In other words, Chinatown Pretty presents the “naked taste” of specific experiences of migration, class, and race with audiences who may not have opportunities to hear these seniors’ voices. Specifically, their style is embodied: Luu notes, “If you were to replace the 80-year-old senior with, say, myself, I would look undoubtedly hip. Unfortunately, I don’t possess that same knack for fashion, but I wanted to meet these fashion-forward seniors and document their style.” The point is not to “look hip” but to “possess…[a] knack for fashion” unique to seniors. Here, “possession” has two meanings: the way bodies and lived experiences embody style, and a sense of ghostliness. It is a ghostliness that haunts mainstream fashion spaces which privilege young, white, moneyed bodies and discards old, racialized, and poor ones. By refusing to erase the histories of racialization, poverty, and labour essential to seniors’ style, Chinatown Pretty reveals longstanding style tastes unique to a specific cultural identity.
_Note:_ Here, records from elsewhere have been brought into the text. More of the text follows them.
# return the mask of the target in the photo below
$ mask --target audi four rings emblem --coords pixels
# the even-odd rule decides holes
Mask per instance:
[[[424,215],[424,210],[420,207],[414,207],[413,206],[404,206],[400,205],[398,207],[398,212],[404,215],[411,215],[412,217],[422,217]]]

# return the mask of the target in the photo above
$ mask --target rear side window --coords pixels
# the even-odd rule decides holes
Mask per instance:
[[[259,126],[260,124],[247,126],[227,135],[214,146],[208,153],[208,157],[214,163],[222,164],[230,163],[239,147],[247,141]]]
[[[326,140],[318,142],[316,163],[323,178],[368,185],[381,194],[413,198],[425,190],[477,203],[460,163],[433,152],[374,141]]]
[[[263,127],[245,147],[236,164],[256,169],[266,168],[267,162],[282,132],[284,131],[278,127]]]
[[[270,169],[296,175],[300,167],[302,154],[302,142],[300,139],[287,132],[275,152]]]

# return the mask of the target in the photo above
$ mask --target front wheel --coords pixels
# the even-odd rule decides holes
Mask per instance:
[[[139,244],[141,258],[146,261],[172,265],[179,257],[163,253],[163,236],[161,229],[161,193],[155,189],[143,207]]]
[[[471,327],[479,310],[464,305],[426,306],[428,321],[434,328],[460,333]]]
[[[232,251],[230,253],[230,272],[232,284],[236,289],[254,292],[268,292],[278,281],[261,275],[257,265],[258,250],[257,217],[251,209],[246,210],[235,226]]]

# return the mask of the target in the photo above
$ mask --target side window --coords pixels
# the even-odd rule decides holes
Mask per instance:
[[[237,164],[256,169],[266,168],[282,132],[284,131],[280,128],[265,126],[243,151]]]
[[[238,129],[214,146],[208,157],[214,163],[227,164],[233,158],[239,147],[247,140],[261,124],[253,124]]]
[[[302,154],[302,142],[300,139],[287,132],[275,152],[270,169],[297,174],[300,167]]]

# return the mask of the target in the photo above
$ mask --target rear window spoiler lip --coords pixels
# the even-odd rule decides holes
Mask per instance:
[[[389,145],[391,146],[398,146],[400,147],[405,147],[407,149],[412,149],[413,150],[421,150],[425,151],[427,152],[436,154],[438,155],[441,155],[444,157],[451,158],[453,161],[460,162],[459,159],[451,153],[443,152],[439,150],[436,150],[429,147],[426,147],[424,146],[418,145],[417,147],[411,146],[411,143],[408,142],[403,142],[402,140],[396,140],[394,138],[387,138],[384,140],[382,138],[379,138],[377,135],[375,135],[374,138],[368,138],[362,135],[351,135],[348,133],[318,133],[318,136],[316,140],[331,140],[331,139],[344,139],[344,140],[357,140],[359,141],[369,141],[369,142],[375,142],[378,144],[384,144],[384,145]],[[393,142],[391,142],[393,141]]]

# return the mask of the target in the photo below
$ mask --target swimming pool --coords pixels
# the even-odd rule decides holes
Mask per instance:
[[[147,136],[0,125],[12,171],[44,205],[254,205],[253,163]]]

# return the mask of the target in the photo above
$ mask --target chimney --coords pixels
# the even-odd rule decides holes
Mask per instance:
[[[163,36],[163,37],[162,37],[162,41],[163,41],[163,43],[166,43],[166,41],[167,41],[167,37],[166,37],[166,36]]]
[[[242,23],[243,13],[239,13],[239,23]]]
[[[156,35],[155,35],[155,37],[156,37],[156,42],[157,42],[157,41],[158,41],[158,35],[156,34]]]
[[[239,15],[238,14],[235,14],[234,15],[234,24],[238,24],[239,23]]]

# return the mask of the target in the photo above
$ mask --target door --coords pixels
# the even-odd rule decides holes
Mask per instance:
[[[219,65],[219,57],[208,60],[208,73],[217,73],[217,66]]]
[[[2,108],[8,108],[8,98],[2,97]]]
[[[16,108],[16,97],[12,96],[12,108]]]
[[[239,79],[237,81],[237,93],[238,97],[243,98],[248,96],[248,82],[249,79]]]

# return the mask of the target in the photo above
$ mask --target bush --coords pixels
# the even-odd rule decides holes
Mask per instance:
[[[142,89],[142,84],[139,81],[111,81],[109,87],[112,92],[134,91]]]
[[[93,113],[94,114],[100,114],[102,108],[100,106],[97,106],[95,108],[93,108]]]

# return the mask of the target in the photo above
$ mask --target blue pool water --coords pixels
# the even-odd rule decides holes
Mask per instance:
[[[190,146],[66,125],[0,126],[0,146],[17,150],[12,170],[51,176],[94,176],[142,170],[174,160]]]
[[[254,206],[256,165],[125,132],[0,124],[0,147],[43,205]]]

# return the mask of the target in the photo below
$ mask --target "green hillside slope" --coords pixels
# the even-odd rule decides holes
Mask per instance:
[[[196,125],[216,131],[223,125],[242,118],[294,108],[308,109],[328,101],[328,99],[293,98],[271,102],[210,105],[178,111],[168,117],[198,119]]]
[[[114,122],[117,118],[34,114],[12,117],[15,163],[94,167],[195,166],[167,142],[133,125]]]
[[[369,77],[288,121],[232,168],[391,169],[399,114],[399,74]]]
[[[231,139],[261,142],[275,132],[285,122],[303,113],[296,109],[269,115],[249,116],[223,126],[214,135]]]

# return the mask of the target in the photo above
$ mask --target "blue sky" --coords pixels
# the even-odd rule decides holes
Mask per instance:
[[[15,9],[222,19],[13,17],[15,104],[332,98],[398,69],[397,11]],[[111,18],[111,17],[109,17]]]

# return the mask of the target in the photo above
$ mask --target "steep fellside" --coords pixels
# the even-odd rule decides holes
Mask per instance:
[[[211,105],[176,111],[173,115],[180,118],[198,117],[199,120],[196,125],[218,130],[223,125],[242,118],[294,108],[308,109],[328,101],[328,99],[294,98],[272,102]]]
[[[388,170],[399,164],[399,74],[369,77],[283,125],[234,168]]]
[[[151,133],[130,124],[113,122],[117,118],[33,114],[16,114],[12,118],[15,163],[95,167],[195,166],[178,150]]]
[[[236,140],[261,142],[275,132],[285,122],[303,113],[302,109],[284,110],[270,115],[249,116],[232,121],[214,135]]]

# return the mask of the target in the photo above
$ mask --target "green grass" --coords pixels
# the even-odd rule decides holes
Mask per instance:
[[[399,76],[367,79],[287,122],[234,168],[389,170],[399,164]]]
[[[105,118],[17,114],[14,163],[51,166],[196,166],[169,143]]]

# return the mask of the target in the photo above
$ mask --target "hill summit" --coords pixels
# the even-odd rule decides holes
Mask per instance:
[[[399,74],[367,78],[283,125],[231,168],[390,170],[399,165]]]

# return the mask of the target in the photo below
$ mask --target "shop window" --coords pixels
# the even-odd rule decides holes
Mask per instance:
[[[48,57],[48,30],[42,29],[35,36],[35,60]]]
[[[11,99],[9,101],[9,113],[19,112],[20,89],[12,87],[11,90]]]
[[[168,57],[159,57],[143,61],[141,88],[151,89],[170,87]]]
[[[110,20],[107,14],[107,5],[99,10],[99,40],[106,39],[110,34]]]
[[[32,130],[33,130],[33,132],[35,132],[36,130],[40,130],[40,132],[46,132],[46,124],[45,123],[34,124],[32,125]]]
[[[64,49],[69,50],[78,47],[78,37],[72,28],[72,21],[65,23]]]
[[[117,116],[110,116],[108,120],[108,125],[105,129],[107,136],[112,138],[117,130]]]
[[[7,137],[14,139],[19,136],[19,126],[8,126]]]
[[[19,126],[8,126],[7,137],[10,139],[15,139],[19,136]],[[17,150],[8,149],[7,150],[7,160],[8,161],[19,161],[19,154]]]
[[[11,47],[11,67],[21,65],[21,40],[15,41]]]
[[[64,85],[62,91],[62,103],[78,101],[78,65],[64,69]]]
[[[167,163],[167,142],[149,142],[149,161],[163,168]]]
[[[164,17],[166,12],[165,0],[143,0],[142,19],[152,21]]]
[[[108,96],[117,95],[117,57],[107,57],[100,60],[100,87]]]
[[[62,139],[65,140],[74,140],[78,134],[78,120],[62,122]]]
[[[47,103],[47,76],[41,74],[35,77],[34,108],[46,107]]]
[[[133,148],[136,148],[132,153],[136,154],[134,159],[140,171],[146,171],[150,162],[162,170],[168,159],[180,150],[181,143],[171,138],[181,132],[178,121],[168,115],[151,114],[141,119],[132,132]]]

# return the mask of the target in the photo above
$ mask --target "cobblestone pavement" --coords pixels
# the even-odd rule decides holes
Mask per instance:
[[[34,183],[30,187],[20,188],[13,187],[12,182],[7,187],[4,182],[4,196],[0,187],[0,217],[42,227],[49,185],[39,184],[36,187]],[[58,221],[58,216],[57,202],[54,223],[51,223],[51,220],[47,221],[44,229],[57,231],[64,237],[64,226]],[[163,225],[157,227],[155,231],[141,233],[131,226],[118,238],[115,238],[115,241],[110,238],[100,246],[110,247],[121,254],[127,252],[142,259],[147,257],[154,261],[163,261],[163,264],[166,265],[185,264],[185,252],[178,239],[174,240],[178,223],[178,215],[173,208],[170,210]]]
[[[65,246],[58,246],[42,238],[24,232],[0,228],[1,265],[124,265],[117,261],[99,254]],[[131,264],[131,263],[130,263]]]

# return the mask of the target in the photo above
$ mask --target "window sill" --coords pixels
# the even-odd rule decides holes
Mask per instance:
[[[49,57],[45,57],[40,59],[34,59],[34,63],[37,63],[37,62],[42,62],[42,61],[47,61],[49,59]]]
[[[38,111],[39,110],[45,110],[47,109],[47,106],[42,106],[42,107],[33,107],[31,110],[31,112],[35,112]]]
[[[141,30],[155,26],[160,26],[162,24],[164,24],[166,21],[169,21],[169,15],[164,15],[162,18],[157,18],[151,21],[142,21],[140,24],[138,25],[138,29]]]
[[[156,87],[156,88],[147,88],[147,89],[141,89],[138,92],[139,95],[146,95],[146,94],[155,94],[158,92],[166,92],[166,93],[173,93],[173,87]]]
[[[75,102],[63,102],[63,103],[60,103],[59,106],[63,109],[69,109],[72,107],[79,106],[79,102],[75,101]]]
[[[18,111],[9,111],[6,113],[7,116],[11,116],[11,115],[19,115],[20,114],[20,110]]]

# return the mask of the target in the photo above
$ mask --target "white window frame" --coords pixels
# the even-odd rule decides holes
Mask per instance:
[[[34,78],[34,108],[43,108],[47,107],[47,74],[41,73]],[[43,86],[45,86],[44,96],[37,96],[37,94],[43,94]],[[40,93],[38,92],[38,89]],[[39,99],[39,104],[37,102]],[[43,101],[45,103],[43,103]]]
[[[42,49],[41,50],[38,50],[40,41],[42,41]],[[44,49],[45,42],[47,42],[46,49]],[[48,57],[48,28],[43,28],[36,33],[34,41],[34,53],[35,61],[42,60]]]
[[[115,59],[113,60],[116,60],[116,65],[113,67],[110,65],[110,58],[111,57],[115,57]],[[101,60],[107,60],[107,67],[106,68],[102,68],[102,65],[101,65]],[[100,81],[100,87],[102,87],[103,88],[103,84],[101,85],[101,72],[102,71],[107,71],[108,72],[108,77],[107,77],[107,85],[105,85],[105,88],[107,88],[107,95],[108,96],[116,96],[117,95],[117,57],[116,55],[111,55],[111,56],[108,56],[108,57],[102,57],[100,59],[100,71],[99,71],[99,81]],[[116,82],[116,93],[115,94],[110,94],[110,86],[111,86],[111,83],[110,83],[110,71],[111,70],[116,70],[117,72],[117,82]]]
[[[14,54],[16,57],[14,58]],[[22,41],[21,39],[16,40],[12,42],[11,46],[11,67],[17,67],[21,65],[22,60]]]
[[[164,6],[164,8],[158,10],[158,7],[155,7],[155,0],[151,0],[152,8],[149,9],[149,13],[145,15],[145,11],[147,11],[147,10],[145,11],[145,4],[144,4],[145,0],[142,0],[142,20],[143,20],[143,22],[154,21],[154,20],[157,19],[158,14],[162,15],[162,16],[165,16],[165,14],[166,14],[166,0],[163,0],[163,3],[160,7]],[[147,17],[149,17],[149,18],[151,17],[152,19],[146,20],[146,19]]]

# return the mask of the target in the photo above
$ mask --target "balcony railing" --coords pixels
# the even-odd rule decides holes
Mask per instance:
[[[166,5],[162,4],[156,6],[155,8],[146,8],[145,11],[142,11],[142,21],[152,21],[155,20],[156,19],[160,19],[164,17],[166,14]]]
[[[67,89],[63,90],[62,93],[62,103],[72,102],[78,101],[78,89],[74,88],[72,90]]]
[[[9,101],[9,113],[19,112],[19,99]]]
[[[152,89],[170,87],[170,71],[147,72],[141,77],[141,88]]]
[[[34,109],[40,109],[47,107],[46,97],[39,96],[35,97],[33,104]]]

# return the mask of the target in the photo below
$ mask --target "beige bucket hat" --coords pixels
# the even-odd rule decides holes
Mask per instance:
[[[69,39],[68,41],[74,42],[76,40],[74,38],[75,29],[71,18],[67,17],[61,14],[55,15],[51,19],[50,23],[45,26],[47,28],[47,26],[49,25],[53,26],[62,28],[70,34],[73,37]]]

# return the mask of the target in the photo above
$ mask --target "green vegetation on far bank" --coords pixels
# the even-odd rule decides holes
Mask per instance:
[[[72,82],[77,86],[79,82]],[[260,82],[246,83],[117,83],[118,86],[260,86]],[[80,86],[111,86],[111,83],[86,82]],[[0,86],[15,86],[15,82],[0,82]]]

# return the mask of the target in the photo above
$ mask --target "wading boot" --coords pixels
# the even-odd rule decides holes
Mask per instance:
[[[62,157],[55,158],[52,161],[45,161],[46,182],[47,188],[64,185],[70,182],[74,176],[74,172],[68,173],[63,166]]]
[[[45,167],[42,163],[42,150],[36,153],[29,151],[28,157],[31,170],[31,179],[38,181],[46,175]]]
Cultural identity is inseparable from the position from which we enunciate it, it is “a ‘production’ which is never complete, always in process, and always constituted within, not outside of, representation” (Hall 222). Cultural identity concerns “a matter of ‘becoming’ as well as of ‘being.’ It belongs to the future as much as the past” (225). By positioning these seniors as ‘fashion-forward,’ Luu suggests that Chinatown Pretty’s seniors embody not only the fashion of the past but also that of the future; Chinatown fashion is always in flux and responding to its surrounding cultural environments. By taking up the work of carefully listening to the historical trajectory of seniors’ style as well as sustaining intergenerational knowledge of that history, Chinatown Pretty allows the haunting of style to persist in the present, a constantly shifting ghost of future fashion. It insists that outsiders are unable to take on this style because it cannot be mapped or understood without the stories of the subjects themselves.